There has never been a moment where I questioned or doubted my relationship between myself and my child. I have never been able to give so willingly of myself to another human. Untrue of most other relationships with adults.
I thought of you when these issues came up. Not to over analyze and put something on you that may not be true but these are my thoughts....
You like being in control. You define yourself by what you say and do. This is intellectually driven. Sometimes it is hard for you to be guided entirely by your heart when it comes to a relationship with another person. You don't want to ever end up lost or dependent on someone else. So, flip these around....
Pregnancy and parenting force you to take what comes, you have no control. You are no longer defined by your external actions in the public eye. In fact, you may lose all external validation for a period of time. You become emotionally driven. You can intellectualize all you want but parenting comes from somewhere else. The books will never tell you what is the best thing for you and your child, the professionals can only help so much. You will be lost, many times. Someone is completely dependent on you for about 2 years.
In sum, becoming a parent forces you to face those things you may have spent the last 39 years building up very effective coping mechanisms against.
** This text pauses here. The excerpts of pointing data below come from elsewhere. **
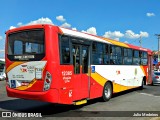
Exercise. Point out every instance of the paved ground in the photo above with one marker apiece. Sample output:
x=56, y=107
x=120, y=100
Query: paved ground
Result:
x=136, y=101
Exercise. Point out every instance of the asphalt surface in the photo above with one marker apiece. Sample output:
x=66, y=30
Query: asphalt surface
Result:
x=121, y=106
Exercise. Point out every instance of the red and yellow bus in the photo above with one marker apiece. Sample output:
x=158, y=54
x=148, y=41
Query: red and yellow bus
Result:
x=58, y=65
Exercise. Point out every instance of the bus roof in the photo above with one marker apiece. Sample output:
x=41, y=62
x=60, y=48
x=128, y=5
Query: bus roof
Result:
x=75, y=33
x=83, y=35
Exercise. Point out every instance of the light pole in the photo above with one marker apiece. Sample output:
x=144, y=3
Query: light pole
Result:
x=158, y=35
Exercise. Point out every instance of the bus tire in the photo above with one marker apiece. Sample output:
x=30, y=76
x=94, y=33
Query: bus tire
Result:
x=107, y=92
x=142, y=85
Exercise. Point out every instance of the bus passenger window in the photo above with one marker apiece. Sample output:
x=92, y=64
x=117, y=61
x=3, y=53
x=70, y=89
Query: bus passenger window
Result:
x=65, y=51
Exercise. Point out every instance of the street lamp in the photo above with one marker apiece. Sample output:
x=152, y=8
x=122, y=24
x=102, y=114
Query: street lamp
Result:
x=158, y=35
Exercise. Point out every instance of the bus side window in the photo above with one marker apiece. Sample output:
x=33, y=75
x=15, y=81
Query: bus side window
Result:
x=65, y=50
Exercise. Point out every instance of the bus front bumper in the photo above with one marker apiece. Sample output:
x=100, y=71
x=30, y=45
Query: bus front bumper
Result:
x=52, y=95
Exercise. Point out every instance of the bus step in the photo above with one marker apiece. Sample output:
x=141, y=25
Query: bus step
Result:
x=80, y=102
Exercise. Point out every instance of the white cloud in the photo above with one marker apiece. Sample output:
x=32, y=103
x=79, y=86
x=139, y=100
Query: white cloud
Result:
x=131, y=35
x=91, y=30
x=60, y=18
x=144, y=34
x=113, y=35
x=66, y=25
x=41, y=21
x=12, y=27
x=150, y=14
x=1, y=37
x=125, y=41
x=20, y=24
x=74, y=28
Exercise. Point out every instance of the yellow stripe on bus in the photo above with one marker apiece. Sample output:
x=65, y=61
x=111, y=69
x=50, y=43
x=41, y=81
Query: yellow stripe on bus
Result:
x=98, y=78
x=28, y=86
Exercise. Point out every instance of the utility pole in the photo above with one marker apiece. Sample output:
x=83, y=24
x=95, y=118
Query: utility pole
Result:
x=158, y=35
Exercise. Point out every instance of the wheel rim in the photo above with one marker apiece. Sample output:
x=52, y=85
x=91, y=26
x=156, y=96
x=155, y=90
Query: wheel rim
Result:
x=107, y=91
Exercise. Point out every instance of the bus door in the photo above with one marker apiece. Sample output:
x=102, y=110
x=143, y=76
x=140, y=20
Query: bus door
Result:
x=81, y=63
x=150, y=69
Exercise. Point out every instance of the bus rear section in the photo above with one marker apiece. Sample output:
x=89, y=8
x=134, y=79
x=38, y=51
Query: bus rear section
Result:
x=27, y=68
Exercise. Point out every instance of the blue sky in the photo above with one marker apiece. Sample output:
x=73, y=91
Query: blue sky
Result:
x=123, y=20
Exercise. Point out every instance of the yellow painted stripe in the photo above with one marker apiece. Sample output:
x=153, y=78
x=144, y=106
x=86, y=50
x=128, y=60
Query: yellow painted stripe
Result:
x=98, y=78
x=26, y=87
x=13, y=65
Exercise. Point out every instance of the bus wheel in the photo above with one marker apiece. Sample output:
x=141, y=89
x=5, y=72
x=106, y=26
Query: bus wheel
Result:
x=107, y=91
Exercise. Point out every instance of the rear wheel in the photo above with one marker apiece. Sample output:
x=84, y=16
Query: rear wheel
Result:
x=107, y=91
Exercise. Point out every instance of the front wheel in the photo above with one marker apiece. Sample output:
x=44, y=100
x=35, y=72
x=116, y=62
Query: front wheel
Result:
x=107, y=92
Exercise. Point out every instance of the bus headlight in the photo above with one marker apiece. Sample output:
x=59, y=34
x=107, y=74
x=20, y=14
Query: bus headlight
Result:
x=47, y=81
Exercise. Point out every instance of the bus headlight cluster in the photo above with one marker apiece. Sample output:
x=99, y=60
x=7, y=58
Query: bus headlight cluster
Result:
x=47, y=81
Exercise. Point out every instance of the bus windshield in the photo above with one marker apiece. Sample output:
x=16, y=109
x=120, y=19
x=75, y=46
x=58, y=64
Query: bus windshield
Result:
x=26, y=45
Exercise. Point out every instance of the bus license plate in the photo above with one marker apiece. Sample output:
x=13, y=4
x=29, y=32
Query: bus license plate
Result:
x=13, y=84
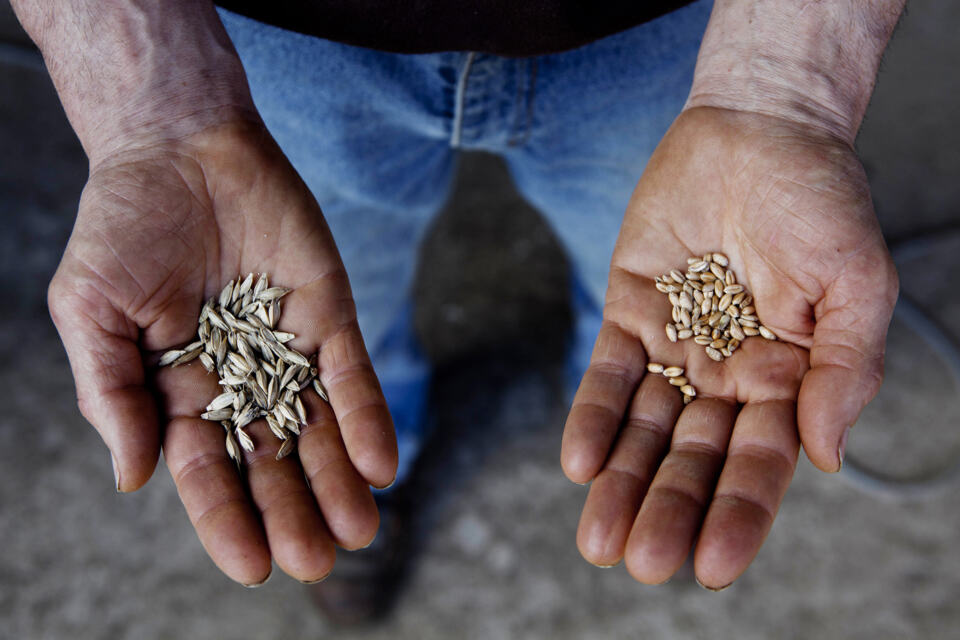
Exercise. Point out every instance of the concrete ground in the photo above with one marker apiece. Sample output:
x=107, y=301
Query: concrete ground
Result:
x=495, y=553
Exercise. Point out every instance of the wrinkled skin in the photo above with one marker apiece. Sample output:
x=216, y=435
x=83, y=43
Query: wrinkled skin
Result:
x=791, y=208
x=161, y=227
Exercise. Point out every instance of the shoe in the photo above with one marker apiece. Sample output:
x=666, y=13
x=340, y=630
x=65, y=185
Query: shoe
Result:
x=364, y=584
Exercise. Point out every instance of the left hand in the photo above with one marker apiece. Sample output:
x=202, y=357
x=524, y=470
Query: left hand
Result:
x=790, y=207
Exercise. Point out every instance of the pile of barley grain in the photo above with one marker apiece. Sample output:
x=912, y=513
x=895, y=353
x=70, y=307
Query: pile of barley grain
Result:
x=261, y=376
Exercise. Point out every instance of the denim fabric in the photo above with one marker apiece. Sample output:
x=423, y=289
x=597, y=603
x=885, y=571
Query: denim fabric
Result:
x=375, y=135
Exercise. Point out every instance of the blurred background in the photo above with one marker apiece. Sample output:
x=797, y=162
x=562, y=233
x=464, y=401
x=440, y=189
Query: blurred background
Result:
x=495, y=554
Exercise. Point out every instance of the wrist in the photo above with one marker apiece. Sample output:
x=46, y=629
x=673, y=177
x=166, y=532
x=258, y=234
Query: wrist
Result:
x=131, y=74
x=811, y=63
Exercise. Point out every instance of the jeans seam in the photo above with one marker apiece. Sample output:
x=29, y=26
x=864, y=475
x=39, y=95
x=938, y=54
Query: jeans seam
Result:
x=524, y=117
x=463, y=76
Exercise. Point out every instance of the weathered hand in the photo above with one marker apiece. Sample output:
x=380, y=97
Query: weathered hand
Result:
x=790, y=206
x=161, y=228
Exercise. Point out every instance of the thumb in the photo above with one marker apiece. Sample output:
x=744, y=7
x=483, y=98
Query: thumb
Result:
x=846, y=361
x=101, y=344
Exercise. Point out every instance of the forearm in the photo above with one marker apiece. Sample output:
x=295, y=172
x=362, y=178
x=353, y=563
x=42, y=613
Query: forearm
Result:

You are a highly functional woman and will live a wonderful life no matter what happens to you.
If you decide to become a mother, it will change your course forever.
This does not change it for the worse. It's just a foreign place. It's just scary. It takes your breath away and can rip your heart out.
But, as with anything I've ever seen you do, or known you to do, you pick yourself up. You look inside. You say Godammit I CAN do this. And, a whole new world may open to you. And you will love yourself.
Totally worth the wait. Thanks for sharing.